What a way to start a new decade! The world and Austria are in the clutches of a virus. Who would have thought that a pandemic could transform public and business life so dramatically? It’s safe to say that any type of economic predictions made earlier this year can be tossed aside. Every single one of us is affected directly or indirectly. The coronavirus (Covid-19) pandemic is having effects that no one could have anticipated, in Austria and worldwide. By Björn Bettermann.
But it’s worth pointing out that elected politicians in Austria responded earlier than elsewhere and sent our country into lockdown mode at an early time. By mid-March, shutdown was in place and Austria switched to emergency mode. Only essential institutions made to maintain public life such as grocery stores and pharmacies were allowed to stay open. Citizens were ordered to shelter in place and only venture into public to go to work, run essential errands, assist others or get some fresh air. All while maintaining a few feet in safety distance to others. A few weeks into social curbs, the government asked people to work from home as much as possible. The economy responded with an outcry as the country braced for high unemployment numbers: In early May, the unemployment rate was already 60% higher than before the crisis in early March. Many businesses and restaurants had to close shop overnight, shattering their economic foundation. Another industry directly impacted is tourism. Ski resorts were closed, so were hotels, and tourists were asked to leave as soon as possible. This, of course, spells bad news for a country as dependent on tourism as Austria.
The government responded by issuing several financial aid initiatives, including 100% secured loans for businesses, short-term work schemes, direct aid and distress funds for freelancers and small companies. Austria also launched stimulus packages to keep the economy going. But although measures were more or less unbureaucratic, much of the support missed those in need the most. The first aid measures were mostly just a sizzle in the pan. It remains to be seen, whether government support initiatives will move the needle. Overall, everyone expects an economic decline, the first waves of which can already be felt my many businesses. Since the middle of April, social curbs have been loosened and small stores are allowed to open; naturally with guidelines in place such as a limited number of customers and mandatory face coverings. Further easing of restrictions followed in May, and by the end of the month, hotels were allowed to open again. However, in light of current travel restrictions, the prospects of the upcoming summer and winter holiday seasons remain uncertain.
But let’s move into the boardsports market. The early end of the winter season had a strong impact on sales of winter equipment. Retailers were missing out on a solid four to six weeks of sales. Stores in tourist hotbeds were among the strongest impacted, as confirmed by Patrick at Greenroom in Mayrhofen. Inevitably, this situation also affected pre-orders. Uncertainty is a major factor. Nobody knows what will happen next. When it comes to operating a business during shutdown, stores with a strong community on Instagram or those with online storefronts were able to generate sales. Hannes at Connys Sport, reports that business was great around Easter due to social media posts and Instagram stories. “People in the region needed equipment and the weather was excellent.” Although sales were not on par with regular opened stores, they made some sales. Ever since reopening measures, customer footfall has been on the rise but overall remains reluctant.

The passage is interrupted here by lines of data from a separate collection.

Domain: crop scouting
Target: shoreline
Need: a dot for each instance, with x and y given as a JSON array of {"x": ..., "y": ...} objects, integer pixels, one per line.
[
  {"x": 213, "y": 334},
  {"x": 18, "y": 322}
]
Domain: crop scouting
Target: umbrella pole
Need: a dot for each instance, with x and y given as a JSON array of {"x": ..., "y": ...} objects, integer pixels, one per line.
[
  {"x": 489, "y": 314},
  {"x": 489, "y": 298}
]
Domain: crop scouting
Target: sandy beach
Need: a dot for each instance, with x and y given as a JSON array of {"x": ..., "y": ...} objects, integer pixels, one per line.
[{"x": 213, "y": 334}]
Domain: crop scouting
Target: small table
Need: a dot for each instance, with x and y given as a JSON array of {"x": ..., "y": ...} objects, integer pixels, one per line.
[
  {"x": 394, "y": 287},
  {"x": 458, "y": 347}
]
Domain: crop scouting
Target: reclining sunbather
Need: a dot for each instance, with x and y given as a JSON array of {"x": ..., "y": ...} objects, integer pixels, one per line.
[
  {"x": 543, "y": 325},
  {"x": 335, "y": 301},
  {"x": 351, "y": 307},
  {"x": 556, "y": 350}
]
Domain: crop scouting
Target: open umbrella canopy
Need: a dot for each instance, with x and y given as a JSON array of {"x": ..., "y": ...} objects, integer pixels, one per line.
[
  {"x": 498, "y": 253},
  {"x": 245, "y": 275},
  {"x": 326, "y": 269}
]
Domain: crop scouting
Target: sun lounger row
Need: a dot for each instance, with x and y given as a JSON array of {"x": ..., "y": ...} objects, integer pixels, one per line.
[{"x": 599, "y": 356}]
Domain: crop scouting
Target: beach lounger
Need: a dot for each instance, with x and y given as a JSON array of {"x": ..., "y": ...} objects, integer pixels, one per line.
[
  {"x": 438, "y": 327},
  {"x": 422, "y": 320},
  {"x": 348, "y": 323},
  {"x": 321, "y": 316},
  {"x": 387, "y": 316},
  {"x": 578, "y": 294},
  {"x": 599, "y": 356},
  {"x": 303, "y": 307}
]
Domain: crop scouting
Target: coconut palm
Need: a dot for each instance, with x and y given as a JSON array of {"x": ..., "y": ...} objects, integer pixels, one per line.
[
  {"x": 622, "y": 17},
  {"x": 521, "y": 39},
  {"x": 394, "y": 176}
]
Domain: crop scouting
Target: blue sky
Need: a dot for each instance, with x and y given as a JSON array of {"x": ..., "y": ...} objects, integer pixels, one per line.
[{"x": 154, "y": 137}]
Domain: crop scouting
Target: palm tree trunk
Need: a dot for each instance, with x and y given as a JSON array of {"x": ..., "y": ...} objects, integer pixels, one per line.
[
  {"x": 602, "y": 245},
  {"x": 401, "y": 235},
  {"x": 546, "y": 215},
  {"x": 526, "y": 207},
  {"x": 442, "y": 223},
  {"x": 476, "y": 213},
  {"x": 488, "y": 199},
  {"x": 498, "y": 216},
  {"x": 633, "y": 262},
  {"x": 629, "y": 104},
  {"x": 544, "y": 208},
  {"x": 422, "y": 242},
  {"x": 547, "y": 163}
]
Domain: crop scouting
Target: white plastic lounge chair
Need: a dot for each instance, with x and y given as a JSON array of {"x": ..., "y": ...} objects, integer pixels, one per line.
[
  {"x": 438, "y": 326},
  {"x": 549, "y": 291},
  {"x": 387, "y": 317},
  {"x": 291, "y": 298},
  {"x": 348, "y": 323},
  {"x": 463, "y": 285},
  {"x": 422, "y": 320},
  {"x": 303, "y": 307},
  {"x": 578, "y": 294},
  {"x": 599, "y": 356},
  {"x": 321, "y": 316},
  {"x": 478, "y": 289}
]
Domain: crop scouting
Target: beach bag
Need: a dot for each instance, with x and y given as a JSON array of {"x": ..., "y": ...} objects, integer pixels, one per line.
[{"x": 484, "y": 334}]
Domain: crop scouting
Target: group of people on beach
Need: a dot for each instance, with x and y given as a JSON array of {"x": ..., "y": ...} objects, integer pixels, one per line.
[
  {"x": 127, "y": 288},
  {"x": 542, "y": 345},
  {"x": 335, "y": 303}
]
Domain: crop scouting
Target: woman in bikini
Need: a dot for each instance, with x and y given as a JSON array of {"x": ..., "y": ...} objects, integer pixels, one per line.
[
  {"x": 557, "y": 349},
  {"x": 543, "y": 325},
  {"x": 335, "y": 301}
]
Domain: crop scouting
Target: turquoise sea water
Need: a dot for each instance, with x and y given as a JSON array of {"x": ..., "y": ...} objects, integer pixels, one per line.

It remains to be seen how the situation pans out.
Adam Ellis, Blue Tomato CEO summed up the company’s experience during the lockdown period and tells of how they’ve returned to business since lockdown restrictions eased: “Currently, in Austria our customers have responded to the re-opening of stores positively. While we have seen lower traffic across the period, we have seen strong gains in store conversion as shoppers are coming in with high intent and in many instances have done online browsing in advance of their visit. Our online business in the market has also continued to perform well and holistically we are very pleased with the way that the integration across channels has worked for us. Our customers don’t see channels and our mentality supports our customers – we try our best to serve customers how and where they want to be served.”
Naturally, it’s always easy to ask in hindsight: were government measures justified? But the low number of infections and the relatively mild course of the crisis seems to support social curbs, especially since compared to other countries, Austrian ever hit bottlenecks in medical support or catastrophic situations in health care. But the economic situation tells a different story. The high unemployment rate and number of businesses on the fringes of collapsing also posed the question whether measures were legally justified. As for myself as a sales agent, I’m having a hard time arriving at a final opinion about coronavirus and official measures. But I know one thing for certain: our clients, we as sales reps and our brands are facing enormous challenges. I hope that we can master them together as every crisis also opens up opportunities. This crisis will go down as one of the greatest in history and will continue to confront us for a long time.